More than 20 years ago, this foul-mouthed chef struck TV gold with the creation of Ramsay’s Kitchen Nightmares. The unvarnished series tapped into the chaos of real-life restaurants, juiced it for drama and laughs, and managed to (mostly) tie things off into a happy ending so you don’t feel too bad about all the genuine hardship.
The show spawned a hugely successful US adaptation, Kitchen Nightmares, as well as the spin-off series, Hotel Hell – both of which have been comfort food for me while home sick over the years or in the bleary-eyed trenches of new parenthood. And I’m not alone. The former proved popular enough to warrant a revival in 2023.

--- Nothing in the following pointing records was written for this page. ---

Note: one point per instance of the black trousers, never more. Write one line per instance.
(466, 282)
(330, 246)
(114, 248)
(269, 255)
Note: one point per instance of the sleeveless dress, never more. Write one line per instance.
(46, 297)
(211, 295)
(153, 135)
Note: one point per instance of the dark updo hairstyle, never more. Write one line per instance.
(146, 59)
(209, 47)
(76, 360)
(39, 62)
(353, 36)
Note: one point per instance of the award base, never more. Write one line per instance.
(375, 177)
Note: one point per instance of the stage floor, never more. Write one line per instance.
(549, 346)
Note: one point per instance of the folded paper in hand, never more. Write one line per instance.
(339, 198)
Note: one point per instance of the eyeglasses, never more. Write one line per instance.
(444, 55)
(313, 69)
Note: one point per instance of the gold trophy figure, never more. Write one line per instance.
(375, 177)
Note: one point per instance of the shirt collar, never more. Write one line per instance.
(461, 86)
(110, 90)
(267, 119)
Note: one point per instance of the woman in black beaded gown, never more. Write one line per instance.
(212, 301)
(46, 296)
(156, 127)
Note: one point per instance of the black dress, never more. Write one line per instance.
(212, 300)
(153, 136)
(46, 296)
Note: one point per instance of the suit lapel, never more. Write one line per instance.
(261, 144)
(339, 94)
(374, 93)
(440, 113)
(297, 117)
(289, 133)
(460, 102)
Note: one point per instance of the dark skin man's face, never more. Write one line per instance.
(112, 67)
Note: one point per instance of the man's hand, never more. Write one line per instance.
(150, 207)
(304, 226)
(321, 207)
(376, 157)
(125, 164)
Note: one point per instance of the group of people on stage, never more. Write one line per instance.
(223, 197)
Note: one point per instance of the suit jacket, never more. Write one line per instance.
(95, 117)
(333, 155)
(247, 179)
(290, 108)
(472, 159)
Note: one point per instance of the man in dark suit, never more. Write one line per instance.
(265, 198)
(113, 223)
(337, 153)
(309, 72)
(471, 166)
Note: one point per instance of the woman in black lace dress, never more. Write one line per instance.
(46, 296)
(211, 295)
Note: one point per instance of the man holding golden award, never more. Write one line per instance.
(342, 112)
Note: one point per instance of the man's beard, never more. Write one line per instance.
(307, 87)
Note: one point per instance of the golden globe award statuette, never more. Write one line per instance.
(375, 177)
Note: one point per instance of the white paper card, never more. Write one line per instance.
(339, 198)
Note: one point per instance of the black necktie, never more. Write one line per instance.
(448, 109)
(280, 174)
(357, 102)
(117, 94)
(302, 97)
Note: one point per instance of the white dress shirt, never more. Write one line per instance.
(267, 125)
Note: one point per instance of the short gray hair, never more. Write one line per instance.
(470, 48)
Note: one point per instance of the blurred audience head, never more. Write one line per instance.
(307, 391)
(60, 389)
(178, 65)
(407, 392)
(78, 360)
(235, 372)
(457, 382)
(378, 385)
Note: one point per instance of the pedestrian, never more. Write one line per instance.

It’s strange, on its surface, that a show like this would still be relevant or popular today. How can a guy like Ramsay – who has also hosted 23 seasons of Hell’s Kitchen and serves as a judge and executive producer on US MasterChef – be so prolific in a world where we’ve collectively and comprehensively disavowed the idea of the Difficult Chef?
Gordon Ramsay with the restaurant owner in the series premiere of Gordon Ramsay’s Secret Service.Credit: Greg Gayne / Fox
But, after all the shouting and viral moments – shout-out Amy’s Baking Company – the magic trick of these shows is always in Ramsay’s dual ability to turn around and effectively mentor. And the fact is he usually uses his rage for good. In Kitchen Nightmares, a true post-recession show, which often involved counselling people through their soul-crushing debt. Here, it’s telling one restaurant owner he needs to tell his son he loves him, and another that he’s disrespecting his wife (oddly, there’s no talk of the hardships of COVID in at least the early episodes).
Does he need to be hiding in a van running a black ops mission to do any of this? Of course not. But it’s entertaining all the same.
Gordon Ramsay’s Secret Service premieres at 7.30pm, on Thursday, July 30, on Ten, with new episodes on Wednesdays.